Politik önderlik: Çalışma tarzında tayin edici halka


Politik önderlik:
Çalışma tarzında tayin edici halka

Partimiz, politik önderliğe dayalı çalışma tarzını partinin gelişip güçlenmesinde ve yaşanan bir dizi sorunun çözümünde yüklenilecek esas halka olarak görmektedir. Bu bakışla bir dönemdir politik önderliğe dayalı çalışma tarzını partinin tümünde hâkim kılmaya dönük sistematik bir müdahale çabası içerisindedir.

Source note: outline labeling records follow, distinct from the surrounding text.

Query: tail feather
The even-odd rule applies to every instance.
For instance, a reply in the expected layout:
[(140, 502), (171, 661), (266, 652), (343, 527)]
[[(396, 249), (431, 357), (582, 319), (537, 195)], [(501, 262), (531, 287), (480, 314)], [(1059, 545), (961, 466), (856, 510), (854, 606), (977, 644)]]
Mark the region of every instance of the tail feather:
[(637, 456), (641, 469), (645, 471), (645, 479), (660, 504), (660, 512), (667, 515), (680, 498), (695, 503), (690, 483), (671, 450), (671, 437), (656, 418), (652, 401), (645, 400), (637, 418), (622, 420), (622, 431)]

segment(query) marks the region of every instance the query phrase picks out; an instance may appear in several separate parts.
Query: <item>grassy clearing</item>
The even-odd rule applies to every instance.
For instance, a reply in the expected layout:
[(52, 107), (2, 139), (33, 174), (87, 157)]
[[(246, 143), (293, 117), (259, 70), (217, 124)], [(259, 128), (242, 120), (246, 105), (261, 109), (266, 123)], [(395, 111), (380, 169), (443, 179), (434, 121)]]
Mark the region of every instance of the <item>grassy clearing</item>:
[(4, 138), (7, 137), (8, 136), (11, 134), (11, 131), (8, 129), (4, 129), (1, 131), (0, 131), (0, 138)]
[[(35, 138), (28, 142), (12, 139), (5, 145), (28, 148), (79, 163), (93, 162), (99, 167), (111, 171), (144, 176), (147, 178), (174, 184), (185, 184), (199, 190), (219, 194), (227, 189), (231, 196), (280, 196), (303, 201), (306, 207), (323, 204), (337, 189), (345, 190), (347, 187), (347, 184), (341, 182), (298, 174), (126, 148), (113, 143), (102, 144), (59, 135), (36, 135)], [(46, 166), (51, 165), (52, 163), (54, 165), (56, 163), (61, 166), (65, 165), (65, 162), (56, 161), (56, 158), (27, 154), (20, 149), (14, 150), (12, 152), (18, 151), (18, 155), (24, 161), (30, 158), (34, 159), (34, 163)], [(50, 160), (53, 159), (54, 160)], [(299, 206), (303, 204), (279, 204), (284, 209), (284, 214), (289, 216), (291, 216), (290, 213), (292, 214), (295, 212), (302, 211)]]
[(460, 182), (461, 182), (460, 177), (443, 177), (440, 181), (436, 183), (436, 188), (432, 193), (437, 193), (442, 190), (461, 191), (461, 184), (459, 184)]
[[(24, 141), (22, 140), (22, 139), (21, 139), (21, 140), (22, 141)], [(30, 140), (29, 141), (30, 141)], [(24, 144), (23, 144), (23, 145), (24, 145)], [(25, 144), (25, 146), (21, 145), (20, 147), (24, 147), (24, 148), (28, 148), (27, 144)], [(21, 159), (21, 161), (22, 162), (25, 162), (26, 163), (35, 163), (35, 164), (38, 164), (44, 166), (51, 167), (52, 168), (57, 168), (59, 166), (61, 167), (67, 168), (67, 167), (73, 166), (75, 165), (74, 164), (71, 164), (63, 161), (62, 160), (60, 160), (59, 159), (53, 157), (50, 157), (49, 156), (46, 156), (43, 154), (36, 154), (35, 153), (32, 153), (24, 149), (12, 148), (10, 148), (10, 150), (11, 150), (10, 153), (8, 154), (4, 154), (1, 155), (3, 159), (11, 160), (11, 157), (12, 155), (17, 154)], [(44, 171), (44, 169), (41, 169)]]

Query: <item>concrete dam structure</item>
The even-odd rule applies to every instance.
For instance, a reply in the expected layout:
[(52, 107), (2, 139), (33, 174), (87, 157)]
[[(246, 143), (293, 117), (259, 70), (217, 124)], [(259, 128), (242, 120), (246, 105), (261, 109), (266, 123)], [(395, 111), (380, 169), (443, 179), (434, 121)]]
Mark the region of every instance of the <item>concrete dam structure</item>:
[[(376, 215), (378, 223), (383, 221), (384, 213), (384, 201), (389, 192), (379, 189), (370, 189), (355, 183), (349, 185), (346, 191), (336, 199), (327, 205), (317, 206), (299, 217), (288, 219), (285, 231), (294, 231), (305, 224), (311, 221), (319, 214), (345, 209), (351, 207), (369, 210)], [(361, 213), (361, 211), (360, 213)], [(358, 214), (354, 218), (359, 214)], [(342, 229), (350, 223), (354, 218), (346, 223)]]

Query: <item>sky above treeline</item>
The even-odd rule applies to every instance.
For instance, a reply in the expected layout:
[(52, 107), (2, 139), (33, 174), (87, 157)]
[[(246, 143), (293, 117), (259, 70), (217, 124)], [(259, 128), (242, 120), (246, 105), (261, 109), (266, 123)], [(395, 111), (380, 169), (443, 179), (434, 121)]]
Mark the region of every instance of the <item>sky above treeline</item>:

Sıklıkla vurguladığımız inisiyatifli yerel önderlikler tanımlaması da bizler için, yerel önderliklerin bu çalışma tarzını bulundukları alanlar üzerinde ne kadar başarıyla uygulayabildikleri sorunudur.

Doğru çalışma tarzının, kadrolaşmadan sınıf çalışmasında somut mevziler kazanmaya, örgütsel güvenlikten illegal örgütsel temeli güçlendirmeye kadar her alanda bir manivela işlevi göreceği bir yerde, yerel organlarımızın bu konuyu derinlemesine kavrayıp içselleştirebilmesi, başarının olmazsa olmazıdır. Bunun içindir ki parti, gerek merkezi planlamalarla, gerekse de başta parti yayınları olmak üzere bir dizi araçla (partiye dönük raporlar vb.) konuyu sürekli gündemde tutmakta, sistematik müdahalesini sürdürmektedir.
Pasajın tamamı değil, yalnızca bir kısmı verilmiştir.